On March 26, Netanyahu fired Israeli Defense Minister Yoav Gallant after he publicly opposed plans for judicial reform. Now the government of Israel is proposing major budget cuts to fund Ben Gvir’s guard, including a reallocation of one billion shekels, or $277 million, from all other ministries. The government will also cut some $85 million from the Defense Ministry, which has the largest state budget.
“They will cut funding for (to) health, education, security, all to finance a private army of thugs for this Tik Tok clown,” said opposition leader Yair Lapid. saying by Ben Gvir in a video statement. “The only thing keeping this government busy is trampling democracy and promoting extremist fantasies of delusional people.”
Ben Gvir, a former settler activist and lawyer accused of violently attacking Palestinians, has been convicted dozens of times on charges including supporting terrorist organizations and anti-Palestinian incitement.

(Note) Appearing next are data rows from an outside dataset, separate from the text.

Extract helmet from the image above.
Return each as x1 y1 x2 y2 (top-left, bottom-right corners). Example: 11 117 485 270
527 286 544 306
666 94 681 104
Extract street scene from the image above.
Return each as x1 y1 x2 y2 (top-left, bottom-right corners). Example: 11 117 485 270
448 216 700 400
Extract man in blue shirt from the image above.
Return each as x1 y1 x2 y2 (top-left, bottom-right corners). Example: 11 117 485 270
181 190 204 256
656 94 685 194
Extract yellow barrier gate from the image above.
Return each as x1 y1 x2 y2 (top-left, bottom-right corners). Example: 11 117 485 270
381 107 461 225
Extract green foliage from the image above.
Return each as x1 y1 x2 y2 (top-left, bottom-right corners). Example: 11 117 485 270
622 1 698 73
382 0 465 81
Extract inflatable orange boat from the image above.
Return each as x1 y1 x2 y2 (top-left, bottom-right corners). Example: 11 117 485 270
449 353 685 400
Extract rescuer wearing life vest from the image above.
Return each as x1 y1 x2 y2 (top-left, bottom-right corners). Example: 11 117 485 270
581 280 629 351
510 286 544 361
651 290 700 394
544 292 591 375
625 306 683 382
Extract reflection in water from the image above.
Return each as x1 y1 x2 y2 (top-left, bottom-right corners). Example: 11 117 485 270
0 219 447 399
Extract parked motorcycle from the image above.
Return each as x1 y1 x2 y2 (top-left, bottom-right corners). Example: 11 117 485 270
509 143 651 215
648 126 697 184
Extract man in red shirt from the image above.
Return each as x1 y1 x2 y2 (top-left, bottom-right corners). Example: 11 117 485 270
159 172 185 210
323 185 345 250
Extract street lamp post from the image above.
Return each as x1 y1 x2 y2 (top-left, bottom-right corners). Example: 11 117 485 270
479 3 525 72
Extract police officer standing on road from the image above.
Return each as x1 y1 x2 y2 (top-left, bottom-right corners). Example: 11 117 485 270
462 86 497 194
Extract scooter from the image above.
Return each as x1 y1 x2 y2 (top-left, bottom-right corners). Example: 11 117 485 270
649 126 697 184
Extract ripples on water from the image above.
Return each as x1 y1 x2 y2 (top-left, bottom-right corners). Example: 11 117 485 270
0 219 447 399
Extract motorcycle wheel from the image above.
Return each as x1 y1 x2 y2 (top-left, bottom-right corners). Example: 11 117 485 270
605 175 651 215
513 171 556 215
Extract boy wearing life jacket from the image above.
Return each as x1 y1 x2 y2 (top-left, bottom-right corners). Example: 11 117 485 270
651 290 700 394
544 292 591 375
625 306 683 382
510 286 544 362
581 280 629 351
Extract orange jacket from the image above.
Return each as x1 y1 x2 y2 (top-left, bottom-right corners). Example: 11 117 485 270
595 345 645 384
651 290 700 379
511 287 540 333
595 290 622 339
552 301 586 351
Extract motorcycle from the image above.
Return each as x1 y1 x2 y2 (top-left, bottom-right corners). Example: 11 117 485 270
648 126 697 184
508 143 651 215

Until 2020, he hung in his house a portrait of an Israeli gunman who killed 29 Palestinians in a West Bank mosque in 1994.

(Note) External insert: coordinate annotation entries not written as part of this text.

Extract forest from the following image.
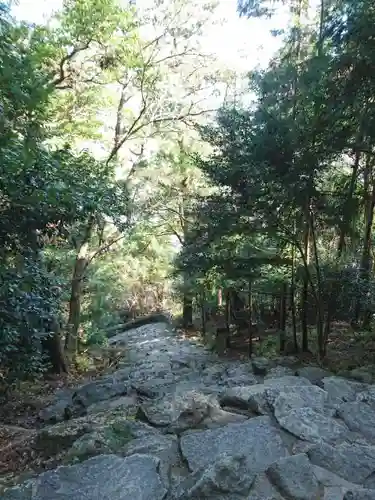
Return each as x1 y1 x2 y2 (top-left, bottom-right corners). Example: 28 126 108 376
0 0 375 388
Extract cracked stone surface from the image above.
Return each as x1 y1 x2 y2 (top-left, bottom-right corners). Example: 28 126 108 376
0 323 375 500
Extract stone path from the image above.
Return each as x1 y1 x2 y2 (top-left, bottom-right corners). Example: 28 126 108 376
0 324 375 500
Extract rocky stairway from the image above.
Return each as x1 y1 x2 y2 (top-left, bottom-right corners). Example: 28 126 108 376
0 324 375 500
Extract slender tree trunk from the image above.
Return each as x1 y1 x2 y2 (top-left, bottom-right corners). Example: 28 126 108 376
182 292 193 328
290 238 299 352
225 292 231 349
355 160 375 328
217 288 223 307
279 283 287 353
42 319 68 374
337 151 361 259
311 209 325 359
200 290 206 336
301 211 311 352
248 280 253 358
65 243 88 356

For years he has spoken about the need for a national guard under his command, saying a force made up of regular armed forces and volunteers could be deployed during high-intensity emergencies like the violent riots of 2021.
According to the prime minister’s office, a committee will discuss the jurisdiction, responsibilities and chain of command of the national guard and submit recommendations to the cabinet within 90 days.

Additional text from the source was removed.